I have high hopes for the internet in terms of ad hoc collaboration, particularly academic collaboration. I find GitHub really exciting because it allows me to work on a private project and then add a collaborator when they come on board. Once a project is finished and the paper published, that private repository can be made public and anyone can fork it and do with it what they will. If they’re intrigued by what’s been done, they could contact me and discuss what they’ve done and we can build a new project based on their fork of my work. With so much of my work being based on R or MATLAB and written up in LaTeX, I find this potential way of working quite sensible. Add in the fact that GitHub gives you a wiki system for each project and you’ve got a great tool at your disposal.

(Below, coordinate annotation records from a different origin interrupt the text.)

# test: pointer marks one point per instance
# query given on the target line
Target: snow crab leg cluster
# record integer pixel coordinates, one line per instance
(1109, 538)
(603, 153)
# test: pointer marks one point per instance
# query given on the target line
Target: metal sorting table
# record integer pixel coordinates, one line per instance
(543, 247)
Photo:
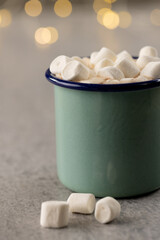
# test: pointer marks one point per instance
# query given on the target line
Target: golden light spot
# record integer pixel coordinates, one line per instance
(100, 14)
(5, 18)
(33, 8)
(100, 4)
(125, 19)
(53, 34)
(155, 17)
(42, 36)
(111, 20)
(110, 1)
(63, 8)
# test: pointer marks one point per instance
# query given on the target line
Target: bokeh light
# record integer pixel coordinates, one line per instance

A somewhat ad hoc collaborative tool that I organised is the wiki for QUT’s Bayesian Non-parametrics reading group. This is a repository for the collective work of the group, including Q&A on the papers we’re reading, notes from the meetings, a list of papers read, code chunks, links to videos explaining what we’re working on, etc. It’s been a really useful tool and I’d hope that others interested in the same work could use it as a resource for their own learning.

There’s a lot of really cool stuff out there. It’s a matter of finding useful tools that don’t have particularly high barriers to entry and allow non-experts to view expertly produced material (like on RPubs). The longer it’s been since one was a student, the less likely one seems to be to adopt new workflow practices. I’ve suggested git to my supervisors as a good way for our groups to work but I have a feeling that none of them are interested enough in distributed version control to put the effort in to learning how to use them. So for now it’s annotated PDFs or printed pages with scribbles on them rather than making the edits to a LaTeX source file and committing and pushing their changes to a shared repository.